During the jubilant post-game locker room celebration following their 24-20 victory over the New England Patriots on Sunday New York Giants' coach Tom Coughlin sounds a bit like Adrian standing at the top of the stairs in Rocky 4 when she finds out her man is going to fight the killing machine, Ivan Drago.
"Listen, you're nine-point underdogs and THERE'S NO WAY YOU CAN WIN!"
Well, as we know the Giants did win. And no, they obviously were not supposed to. Not with the up and down way they played in the first seven games. Not with so many players out of the lineup. Not with Tom Brady having won 31 straight regular-season games he started in Gillette Stadium.
Last week when I traded questions with Greg Knooping of Pats Pulpit asked me for a prediction on Sunday's outcome. Honestly, I try not to be a "homer" when writers from other sites ask me for a prediction. I do my best to give an honest pick. Here is a what I wrote in predicting Sunday's Pats-Giants outcome:
"Somehow, the Giants under Coughlin always come up big when most people think they can't. I have no good reason to think the Giants should win this game, because they really shouldn't. Which is exactly why I think they will. Giants 35, Patriots 31."
I had the score wrong, but the game right. I have no crystal ball, and I'm not a soothsayer, but this is what the New York Giants are. Really, it is what they have been as long as I have been alive.

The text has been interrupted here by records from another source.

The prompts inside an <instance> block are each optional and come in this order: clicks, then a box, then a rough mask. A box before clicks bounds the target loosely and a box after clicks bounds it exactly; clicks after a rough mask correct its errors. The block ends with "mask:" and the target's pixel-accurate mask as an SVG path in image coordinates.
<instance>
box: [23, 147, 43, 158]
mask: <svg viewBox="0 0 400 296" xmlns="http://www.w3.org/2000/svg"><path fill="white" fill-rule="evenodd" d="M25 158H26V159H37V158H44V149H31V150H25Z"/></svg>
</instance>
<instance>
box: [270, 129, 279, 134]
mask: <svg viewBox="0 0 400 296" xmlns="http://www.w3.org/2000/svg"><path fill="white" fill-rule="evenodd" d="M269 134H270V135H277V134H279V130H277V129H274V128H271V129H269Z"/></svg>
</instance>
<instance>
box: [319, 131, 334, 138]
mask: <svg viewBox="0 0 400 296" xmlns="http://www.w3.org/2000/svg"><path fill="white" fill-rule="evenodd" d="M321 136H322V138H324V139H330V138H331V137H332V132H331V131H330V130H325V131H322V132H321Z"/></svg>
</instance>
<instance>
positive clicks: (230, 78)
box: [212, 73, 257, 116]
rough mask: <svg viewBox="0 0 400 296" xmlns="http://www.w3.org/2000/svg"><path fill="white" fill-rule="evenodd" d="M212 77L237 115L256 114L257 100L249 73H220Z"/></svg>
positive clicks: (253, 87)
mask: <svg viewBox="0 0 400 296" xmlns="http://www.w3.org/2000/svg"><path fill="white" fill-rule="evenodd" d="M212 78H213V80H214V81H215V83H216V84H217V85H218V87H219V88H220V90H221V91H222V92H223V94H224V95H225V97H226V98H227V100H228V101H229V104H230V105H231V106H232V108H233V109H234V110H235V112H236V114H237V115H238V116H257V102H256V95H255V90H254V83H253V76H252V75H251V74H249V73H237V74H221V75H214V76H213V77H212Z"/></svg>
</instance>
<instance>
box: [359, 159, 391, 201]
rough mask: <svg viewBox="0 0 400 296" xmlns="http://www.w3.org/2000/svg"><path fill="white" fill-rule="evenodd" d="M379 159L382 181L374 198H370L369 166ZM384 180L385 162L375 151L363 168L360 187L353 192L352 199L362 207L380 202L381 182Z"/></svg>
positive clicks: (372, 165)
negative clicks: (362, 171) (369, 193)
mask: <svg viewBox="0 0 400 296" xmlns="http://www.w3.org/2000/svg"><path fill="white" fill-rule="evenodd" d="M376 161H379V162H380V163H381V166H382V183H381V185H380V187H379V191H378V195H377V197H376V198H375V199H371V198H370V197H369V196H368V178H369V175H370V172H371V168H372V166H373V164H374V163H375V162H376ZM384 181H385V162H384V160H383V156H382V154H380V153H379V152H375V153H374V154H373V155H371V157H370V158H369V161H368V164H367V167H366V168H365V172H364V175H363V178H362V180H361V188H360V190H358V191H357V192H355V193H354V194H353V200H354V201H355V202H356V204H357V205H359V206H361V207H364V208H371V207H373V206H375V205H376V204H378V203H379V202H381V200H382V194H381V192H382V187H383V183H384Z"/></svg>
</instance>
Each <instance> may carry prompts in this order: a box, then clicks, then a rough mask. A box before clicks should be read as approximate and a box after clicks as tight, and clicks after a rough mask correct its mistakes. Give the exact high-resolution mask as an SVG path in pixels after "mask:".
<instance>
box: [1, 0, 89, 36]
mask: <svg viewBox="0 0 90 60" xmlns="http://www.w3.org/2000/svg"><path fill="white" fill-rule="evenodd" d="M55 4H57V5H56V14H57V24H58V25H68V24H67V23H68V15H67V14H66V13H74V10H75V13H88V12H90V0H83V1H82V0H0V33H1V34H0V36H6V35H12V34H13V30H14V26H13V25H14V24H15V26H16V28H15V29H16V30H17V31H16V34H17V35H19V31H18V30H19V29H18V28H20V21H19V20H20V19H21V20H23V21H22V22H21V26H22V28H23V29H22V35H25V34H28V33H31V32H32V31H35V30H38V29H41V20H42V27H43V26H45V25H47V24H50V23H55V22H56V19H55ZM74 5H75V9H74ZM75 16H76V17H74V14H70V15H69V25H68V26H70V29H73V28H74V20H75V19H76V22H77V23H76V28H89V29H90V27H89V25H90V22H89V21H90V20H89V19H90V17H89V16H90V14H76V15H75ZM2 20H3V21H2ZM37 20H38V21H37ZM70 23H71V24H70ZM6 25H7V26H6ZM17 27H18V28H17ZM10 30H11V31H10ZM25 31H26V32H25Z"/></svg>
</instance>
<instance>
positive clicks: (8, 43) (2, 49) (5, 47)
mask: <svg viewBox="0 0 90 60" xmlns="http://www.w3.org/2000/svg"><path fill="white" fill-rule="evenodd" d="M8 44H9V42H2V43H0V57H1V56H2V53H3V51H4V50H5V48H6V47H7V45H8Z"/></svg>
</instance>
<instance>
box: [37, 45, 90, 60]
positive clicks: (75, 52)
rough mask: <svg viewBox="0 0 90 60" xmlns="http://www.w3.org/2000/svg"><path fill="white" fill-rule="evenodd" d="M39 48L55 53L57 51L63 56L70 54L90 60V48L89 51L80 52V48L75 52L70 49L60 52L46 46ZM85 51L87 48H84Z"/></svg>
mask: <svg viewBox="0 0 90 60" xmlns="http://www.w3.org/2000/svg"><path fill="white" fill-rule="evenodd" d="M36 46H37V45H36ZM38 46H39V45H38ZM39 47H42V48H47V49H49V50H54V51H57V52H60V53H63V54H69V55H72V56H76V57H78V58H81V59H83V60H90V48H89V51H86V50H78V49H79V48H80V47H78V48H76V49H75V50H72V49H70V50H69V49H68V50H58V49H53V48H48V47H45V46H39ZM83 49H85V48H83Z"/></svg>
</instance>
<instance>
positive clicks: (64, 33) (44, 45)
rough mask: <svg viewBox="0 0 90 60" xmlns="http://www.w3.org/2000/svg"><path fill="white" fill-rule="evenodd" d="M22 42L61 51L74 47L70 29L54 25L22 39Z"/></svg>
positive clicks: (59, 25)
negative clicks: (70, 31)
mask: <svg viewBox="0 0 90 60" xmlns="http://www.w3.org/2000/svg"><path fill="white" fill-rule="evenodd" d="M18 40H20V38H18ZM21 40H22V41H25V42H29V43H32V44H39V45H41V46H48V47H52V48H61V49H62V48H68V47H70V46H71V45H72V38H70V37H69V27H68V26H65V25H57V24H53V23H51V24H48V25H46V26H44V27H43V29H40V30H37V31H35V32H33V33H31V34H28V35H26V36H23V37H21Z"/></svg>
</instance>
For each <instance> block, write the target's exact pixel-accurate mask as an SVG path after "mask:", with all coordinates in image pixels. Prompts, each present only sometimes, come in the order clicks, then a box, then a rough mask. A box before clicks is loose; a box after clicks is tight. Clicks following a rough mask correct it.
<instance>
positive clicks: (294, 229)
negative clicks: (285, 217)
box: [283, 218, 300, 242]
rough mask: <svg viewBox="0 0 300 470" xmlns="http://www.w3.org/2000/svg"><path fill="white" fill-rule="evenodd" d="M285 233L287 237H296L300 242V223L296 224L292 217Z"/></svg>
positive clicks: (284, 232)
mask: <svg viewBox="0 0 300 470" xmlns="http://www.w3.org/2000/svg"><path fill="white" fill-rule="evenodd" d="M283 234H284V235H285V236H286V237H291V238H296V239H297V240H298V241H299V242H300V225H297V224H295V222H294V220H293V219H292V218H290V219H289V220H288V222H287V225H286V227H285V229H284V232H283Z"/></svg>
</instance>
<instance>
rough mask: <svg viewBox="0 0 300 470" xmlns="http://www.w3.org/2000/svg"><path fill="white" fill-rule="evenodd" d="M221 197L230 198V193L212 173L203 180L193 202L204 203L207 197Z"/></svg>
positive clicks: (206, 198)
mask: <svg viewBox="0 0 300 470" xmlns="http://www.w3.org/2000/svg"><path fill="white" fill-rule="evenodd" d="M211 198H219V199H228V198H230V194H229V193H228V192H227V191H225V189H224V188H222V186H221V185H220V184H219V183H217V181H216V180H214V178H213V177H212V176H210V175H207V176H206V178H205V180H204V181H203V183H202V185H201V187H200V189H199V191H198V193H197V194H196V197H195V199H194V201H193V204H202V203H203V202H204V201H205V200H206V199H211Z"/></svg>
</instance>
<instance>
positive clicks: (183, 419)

Maybe longer.
- They are a team that will break your heart, all too often snatching historic failure from the jaws of certain, thrilling victory.
- They are a team that never does things the easy way -- often leaving fans frustrated and confused at how such a talented group can look so clueless at times. Seemingly, it has always been this way.
- They are a team that can do what it did on Sunday -- pulling off something that no one thought possible and doing it in amazing, improbable style.
This is a team capable of just about anything. They could go to San Francisco Sunday and blow the doors off the 7-1 49ers. They could go there, lay an egg and get beaten by four touchdowns. They could beat the unbeaten Packers in a few weeks. Or maybe not. They could make a deep playoff run. They could watch everything blow up in the next two months and not even get there.
Who knows what will happen? I sure don't. All I know for sure is following the New York Giants is about as wacky and stomach-churning as any roller-coaster ride you will ever take.